Doug Ford’s New COVID-19 Budget Plans to Spend Nearly $100 Million Less On Long-Term Care
Ontario budgets $93 million less for long-term care than it did earlier this year in response to the pandemic
Despite an ongoing global pandemic and deadly outbreaks at long-term care homes across Ontario, Doug Ford is eyeing long-term care as one line-item where his government can save money.
According to Ontario’s newly released 2020 budget, Ford’s government is planning nearly $100 million less in spending on long-term care than it proposed in March.
The details were announced late Thursday in a budget that proposes $4.535 billion in “total” funding for long-term care.
While that amount may appear to be up from the government’s 2019 budget, which allocated $4.441 billion for long-term care spending, it is actually down from funding levels allocated by Finance Minister Rod Phillips at the beginning of the pandemic.
In his March 2020 fiscal and economic update, titled “responding to COVID-19,” Phillips announced the province planned to increase spending on long-term care to $4.628 billion.
The difference between Phillip’s March 2020 pledge and November 2020 budget amounts to $93 million.
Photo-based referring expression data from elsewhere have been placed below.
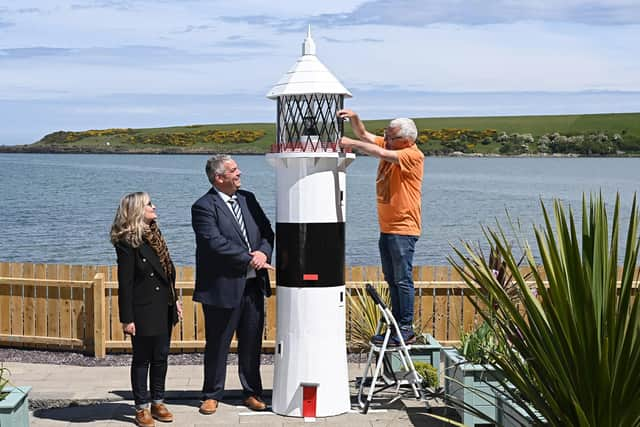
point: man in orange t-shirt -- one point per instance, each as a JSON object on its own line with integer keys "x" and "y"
{"x": 399, "y": 194}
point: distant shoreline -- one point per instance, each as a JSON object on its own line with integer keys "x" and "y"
{"x": 8, "y": 149}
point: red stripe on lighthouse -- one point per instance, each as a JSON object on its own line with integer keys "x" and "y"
{"x": 309, "y": 401}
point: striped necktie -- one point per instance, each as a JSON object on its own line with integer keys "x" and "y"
{"x": 235, "y": 207}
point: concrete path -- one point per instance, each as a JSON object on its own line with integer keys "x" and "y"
{"x": 101, "y": 396}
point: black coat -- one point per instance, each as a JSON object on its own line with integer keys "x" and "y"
{"x": 222, "y": 255}
{"x": 144, "y": 290}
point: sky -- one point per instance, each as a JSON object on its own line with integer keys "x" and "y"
{"x": 94, "y": 64}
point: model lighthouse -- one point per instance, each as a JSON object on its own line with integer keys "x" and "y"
{"x": 311, "y": 378}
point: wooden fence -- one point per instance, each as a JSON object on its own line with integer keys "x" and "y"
{"x": 76, "y": 307}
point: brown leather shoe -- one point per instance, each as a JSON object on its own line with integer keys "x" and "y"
{"x": 144, "y": 419}
{"x": 209, "y": 407}
{"x": 161, "y": 413}
{"x": 255, "y": 403}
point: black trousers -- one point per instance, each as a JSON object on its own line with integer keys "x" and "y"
{"x": 247, "y": 321}
{"x": 150, "y": 356}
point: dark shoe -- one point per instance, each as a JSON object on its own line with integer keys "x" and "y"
{"x": 255, "y": 403}
{"x": 161, "y": 413}
{"x": 378, "y": 339}
{"x": 144, "y": 419}
{"x": 209, "y": 407}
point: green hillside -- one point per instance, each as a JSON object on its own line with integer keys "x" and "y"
{"x": 593, "y": 134}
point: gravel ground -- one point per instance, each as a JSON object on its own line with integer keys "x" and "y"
{"x": 124, "y": 359}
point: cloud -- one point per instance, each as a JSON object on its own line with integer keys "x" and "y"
{"x": 32, "y": 52}
{"x": 104, "y": 4}
{"x": 237, "y": 41}
{"x": 421, "y": 13}
{"x": 195, "y": 28}
{"x": 362, "y": 40}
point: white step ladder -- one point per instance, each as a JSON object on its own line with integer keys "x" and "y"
{"x": 384, "y": 377}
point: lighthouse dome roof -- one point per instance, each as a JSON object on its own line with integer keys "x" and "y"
{"x": 307, "y": 76}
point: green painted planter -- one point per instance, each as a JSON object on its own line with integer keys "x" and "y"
{"x": 14, "y": 408}
{"x": 429, "y": 353}
{"x": 510, "y": 414}
{"x": 470, "y": 376}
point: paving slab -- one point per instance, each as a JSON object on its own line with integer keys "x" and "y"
{"x": 72, "y": 396}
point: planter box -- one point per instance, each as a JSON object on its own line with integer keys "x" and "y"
{"x": 428, "y": 353}
{"x": 473, "y": 386}
{"x": 510, "y": 414}
{"x": 14, "y": 408}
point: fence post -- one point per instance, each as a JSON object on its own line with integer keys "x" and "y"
{"x": 99, "y": 338}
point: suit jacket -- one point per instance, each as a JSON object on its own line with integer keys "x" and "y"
{"x": 222, "y": 255}
{"x": 144, "y": 290}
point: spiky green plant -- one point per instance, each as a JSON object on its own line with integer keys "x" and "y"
{"x": 572, "y": 351}
{"x": 364, "y": 315}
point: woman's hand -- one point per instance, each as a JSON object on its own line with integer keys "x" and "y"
{"x": 129, "y": 328}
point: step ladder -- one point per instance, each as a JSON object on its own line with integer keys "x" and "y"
{"x": 384, "y": 377}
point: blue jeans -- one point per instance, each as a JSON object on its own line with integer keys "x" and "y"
{"x": 396, "y": 255}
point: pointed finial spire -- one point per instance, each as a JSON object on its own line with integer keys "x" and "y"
{"x": 308, "y": 46}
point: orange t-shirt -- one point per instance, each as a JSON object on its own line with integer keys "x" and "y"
{"x": 399, "y": 192}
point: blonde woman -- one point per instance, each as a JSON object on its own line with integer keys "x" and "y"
{"x": 147, "y": 300}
The new budget also includes revised figures showing the Ford government spent $18 million less on long-term care in 2019 than it originally planned to spend.
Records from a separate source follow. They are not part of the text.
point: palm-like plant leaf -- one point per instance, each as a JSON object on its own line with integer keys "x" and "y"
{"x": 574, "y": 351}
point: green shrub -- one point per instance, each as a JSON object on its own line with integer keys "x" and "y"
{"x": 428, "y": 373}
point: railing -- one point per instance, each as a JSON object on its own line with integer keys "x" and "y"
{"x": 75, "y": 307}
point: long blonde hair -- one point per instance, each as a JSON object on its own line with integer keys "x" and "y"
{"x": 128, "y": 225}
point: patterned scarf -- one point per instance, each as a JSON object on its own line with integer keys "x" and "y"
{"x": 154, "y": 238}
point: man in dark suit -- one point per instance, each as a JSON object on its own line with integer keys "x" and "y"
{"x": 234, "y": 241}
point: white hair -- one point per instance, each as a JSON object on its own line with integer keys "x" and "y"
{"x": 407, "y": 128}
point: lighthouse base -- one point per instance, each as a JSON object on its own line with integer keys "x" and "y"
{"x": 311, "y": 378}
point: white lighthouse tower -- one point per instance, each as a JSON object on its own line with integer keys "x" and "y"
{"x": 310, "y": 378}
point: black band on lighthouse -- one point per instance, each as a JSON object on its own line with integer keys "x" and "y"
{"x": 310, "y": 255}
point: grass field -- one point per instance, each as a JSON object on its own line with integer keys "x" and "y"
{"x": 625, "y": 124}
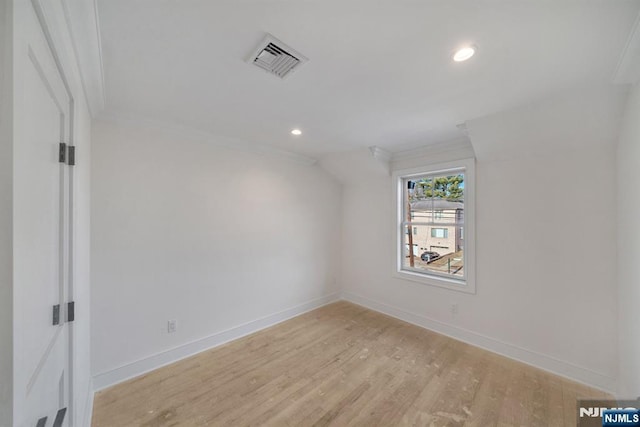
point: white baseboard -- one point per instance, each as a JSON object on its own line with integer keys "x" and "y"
{"x": 139, "y": 367}
{"x": 88, "y": 406}
{"x": 529, "y": 357}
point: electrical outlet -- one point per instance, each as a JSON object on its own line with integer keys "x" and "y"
{"x": 172, "y": 326}
{"x": 454, "y": 309}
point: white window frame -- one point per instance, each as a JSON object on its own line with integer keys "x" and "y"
{"x": 468, "y": 283}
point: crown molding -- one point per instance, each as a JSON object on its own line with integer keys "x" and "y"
{"x": 181, "y": 132}
{"x": 628, "y": 68}
{"x": 83, "y": 25}
{"x": 433, "y": 149}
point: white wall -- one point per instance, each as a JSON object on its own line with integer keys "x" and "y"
{"x": 546, "y": 282}
{"x": 6, "y": 207}
{"x": 628, "y": 186}
{"x": 185, "y": 229}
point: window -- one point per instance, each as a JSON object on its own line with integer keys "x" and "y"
{"x": 435, "y": 210}
{"x": 440, "y": 233}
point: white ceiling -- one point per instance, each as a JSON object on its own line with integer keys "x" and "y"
{"x": 379, "y": 72}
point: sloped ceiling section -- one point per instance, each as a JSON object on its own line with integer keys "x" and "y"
{"x": 380, "y": 73}
{"x": 82, "y": 21}
{"x": 569, "y": 120}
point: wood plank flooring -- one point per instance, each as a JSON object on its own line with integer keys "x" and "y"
{"x": 343, "y": 365}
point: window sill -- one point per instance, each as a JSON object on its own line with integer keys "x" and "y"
{"x": 440, "y": 282}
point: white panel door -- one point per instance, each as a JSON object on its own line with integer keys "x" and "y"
{"x": 41, "y": 233}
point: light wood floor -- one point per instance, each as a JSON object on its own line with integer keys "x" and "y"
{"x": 343, "y": 365}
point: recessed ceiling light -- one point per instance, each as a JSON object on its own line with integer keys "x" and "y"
{"x": 464, "y": 53}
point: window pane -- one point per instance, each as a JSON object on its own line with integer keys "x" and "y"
{"x": 434, "y": 199}
{"x": 443, "y": 256}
Despite this, Phillips suggested in a news release that Ford’s government is going above and beyond to keep people safe in long-term care homes.
“We are making available every necessary resource to keep people safe, including our loved ones in long-term care and our frontline health care heroes during the second wave and beyond,” Phillips is quoted saying in the news release .
Long-term care residents have seen the highest mortality rates throughout the COVID-19 pandemic.
In April, SEIU Healthcare and the Ontario Nurses Association secured orders against a number of private long-term care homes hard-hit by the pandemic where health workers say management did not adequately respond.
In a decision, the Ontario Labour Relations Board agreed private long-term care providers were not following workplace health and safety protocols, providing personal protective equipment or ensuring adequate staffing capacity.